In 1989, I retired five years earlier than anticipated due to the failure of my own sight. The first weakness in my vision appeared spontaneously, as I was reading an ultrasound of a woman with twins twenty-six weeks in utero—one was thought to have been missing an ear. I saw floaters and waves in my peripheral vision. It was my retina pulling back like a drape in a Vermeer. Macular degeneration followed within the year and it occurred to me that instead of being solely an exploration of light, my life might also be about the navigation of fear.

The Shopper

“We’re sampling Jean-Claude Bonpassant’s new fragrance Ambigüité. People are falling in love with it. Would you care to try?”

“Sure.”

“It’s the scent of luminous elevation and sensuality.”

“What’s in it? What am I smelling?”

“There is salt flaked from the sea and grassy chamomile from a Spanish prairie. Imagine a cerulean expanse of ocean and a swath of French meadow dotted with lilies. A calm sweep of pleasure and fulfillment, of gentle waves and bright echoes.”

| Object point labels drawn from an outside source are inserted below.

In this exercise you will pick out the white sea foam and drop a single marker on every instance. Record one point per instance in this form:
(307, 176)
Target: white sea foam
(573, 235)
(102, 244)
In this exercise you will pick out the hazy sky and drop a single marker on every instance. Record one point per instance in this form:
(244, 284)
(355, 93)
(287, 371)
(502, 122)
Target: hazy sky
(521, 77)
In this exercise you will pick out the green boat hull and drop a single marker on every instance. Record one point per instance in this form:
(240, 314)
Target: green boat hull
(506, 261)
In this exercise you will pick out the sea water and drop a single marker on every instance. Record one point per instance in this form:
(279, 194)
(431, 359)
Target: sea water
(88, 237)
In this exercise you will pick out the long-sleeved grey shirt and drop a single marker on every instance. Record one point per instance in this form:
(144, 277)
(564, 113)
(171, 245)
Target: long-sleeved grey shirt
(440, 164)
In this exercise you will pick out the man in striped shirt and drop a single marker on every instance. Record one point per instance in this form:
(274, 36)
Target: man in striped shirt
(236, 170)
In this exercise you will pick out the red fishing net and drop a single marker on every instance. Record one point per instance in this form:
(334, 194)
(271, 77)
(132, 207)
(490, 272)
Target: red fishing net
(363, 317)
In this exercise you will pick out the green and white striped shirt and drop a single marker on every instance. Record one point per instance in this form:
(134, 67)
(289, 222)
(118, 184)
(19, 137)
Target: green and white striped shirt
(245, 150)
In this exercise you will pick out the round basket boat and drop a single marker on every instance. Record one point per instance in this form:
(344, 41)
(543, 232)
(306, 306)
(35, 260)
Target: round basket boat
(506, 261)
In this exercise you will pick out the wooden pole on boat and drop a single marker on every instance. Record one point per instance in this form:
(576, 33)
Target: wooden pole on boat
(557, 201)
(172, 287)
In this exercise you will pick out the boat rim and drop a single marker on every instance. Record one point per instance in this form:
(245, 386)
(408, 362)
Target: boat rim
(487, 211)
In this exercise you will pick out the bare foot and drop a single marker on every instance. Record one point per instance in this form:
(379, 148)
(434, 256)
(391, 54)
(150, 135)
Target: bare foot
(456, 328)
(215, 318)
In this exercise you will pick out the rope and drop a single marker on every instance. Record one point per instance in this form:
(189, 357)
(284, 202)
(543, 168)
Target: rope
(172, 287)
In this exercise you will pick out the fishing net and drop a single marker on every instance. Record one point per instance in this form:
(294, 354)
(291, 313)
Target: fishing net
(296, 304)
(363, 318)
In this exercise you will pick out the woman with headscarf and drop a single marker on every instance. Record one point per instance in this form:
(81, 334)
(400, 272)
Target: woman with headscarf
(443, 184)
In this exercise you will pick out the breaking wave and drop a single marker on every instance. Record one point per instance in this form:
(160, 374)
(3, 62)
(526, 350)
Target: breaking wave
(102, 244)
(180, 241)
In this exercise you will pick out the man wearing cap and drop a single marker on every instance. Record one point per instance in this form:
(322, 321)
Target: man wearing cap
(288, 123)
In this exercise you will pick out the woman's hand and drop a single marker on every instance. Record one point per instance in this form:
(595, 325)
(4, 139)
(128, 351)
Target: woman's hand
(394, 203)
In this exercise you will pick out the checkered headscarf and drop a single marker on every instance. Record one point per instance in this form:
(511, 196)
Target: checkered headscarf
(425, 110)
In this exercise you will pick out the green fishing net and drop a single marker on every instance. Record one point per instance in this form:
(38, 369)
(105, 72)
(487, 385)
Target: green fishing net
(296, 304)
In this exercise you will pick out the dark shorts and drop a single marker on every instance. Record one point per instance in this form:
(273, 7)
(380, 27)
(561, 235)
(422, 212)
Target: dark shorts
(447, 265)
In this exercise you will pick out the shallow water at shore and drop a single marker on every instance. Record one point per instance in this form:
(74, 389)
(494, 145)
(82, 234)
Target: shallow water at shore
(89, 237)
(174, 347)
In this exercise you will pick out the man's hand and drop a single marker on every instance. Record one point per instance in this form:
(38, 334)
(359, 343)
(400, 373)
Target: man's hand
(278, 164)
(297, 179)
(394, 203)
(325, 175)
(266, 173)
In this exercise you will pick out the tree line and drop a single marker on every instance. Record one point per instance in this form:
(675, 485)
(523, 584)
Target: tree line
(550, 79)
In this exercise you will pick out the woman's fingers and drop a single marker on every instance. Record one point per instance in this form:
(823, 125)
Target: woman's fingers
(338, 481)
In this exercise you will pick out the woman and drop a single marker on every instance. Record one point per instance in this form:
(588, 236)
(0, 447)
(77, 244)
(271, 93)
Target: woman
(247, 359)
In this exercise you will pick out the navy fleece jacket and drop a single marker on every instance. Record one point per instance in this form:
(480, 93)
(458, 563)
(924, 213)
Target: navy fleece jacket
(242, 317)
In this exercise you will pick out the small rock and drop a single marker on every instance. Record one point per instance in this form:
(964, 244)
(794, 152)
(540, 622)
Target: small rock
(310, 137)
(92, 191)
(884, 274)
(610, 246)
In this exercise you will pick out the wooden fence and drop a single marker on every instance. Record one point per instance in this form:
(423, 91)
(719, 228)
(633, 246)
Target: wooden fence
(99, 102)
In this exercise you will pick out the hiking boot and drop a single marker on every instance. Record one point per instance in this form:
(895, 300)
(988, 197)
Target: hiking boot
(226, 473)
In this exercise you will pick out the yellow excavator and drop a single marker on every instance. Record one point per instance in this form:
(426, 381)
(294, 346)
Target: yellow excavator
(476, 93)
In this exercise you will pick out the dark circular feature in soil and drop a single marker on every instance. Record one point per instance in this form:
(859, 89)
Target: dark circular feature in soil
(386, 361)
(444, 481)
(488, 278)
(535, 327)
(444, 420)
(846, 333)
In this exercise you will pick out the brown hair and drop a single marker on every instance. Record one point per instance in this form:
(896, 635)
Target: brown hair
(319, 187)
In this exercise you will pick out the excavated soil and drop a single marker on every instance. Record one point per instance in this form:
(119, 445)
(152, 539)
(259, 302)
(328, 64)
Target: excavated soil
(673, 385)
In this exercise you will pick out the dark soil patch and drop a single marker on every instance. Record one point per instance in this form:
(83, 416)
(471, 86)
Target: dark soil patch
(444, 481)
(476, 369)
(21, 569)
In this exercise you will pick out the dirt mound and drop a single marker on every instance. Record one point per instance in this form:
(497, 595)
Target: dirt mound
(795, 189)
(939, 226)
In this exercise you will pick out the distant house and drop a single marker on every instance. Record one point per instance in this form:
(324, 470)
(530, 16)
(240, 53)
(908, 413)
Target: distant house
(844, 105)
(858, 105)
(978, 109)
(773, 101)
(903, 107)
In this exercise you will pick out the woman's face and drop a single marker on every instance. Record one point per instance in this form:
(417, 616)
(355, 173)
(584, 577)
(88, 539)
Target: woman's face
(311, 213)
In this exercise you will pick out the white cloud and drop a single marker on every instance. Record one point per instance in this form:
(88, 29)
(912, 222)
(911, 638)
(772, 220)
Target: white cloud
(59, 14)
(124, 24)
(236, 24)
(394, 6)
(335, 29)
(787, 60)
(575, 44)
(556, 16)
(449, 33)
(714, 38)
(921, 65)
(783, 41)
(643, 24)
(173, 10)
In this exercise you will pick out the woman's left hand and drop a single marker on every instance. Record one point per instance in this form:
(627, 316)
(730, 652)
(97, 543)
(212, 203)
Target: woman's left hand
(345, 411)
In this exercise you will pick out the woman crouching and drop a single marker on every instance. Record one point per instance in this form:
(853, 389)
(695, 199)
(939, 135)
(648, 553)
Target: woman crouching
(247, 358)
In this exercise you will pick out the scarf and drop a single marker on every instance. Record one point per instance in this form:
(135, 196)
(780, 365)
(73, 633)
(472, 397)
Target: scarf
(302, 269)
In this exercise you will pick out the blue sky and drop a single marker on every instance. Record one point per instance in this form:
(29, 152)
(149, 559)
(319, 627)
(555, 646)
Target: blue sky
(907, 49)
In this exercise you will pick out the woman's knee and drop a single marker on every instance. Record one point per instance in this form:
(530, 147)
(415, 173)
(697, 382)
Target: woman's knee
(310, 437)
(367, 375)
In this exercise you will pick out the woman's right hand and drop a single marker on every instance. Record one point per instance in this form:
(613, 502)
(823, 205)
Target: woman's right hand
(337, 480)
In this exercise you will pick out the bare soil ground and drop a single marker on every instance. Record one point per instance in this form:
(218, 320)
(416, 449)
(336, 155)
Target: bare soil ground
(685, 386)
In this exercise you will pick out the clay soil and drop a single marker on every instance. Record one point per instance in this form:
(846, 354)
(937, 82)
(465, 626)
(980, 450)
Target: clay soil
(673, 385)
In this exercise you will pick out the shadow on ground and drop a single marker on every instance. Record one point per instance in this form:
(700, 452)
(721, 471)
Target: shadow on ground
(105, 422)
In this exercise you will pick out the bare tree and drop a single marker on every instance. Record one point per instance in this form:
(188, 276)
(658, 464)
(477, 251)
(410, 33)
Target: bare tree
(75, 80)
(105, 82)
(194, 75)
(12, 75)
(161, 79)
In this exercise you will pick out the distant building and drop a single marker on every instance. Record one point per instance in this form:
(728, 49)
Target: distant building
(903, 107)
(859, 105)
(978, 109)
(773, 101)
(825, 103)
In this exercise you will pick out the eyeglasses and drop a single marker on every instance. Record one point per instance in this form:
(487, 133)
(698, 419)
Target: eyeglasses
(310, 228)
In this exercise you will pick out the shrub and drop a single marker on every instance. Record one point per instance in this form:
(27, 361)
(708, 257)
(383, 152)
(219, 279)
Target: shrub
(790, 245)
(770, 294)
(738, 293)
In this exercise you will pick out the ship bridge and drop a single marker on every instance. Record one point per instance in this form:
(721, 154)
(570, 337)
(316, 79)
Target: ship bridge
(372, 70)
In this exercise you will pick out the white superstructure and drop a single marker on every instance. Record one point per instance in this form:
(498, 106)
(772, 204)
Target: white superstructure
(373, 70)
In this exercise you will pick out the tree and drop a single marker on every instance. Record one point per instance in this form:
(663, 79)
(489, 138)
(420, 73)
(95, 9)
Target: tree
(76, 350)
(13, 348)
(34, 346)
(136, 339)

“Mmmmm…something reminds me of a yacht.”

“Yes. The lower notes capture the scent of modern travel—the re-circulating air of ship cabins and planes, of new carpet and leather seats. And a delicate suggestion of medicine to soften the edge of any loneliness or pain. This is a woman who embraces the world and knows the comfort of an elegant home.”

“Ohhhhh, I really like it. It’s really very nice.”

The Swimmer

I came to from the sound of a siren waxing in intensity. With each revolution it made on the roof of the vehicle speeding in my direction, it hit louder. My little sister’s sobs heaved from a fixed location somewhere to my right.

My body lay heavy on the concrete, and I could feel the elastic grip of my trunks around my waist, the chlorinated water on my skin and the moisture of puddles evaporating around me. I felt just enough strength to open my eyes to the blinding summer sun, which was vignetted by people in swimsuits as they hovered on all sides. All the sounds were strong and piercing, but the people and their figures were as weightless and as faint as ghosts. Not one looked me in the face and their gazes, like their bodies, were extraordinarily dispersed.

The siren ceased, the latches of the vehicle doors clicked open followed by the ejection of the stretcher and its metal legs snapping into place. For a moment I felt the sensation of levitation, and then the medics pushed me into the ambulance as if they were sliding an eight-track tape into a deck. The siren returned to its loop directly over me and we sped off, weaving, braking, hesitating and accelerating. In my delirium, I rocked from side to side in sync with the spinning blue light.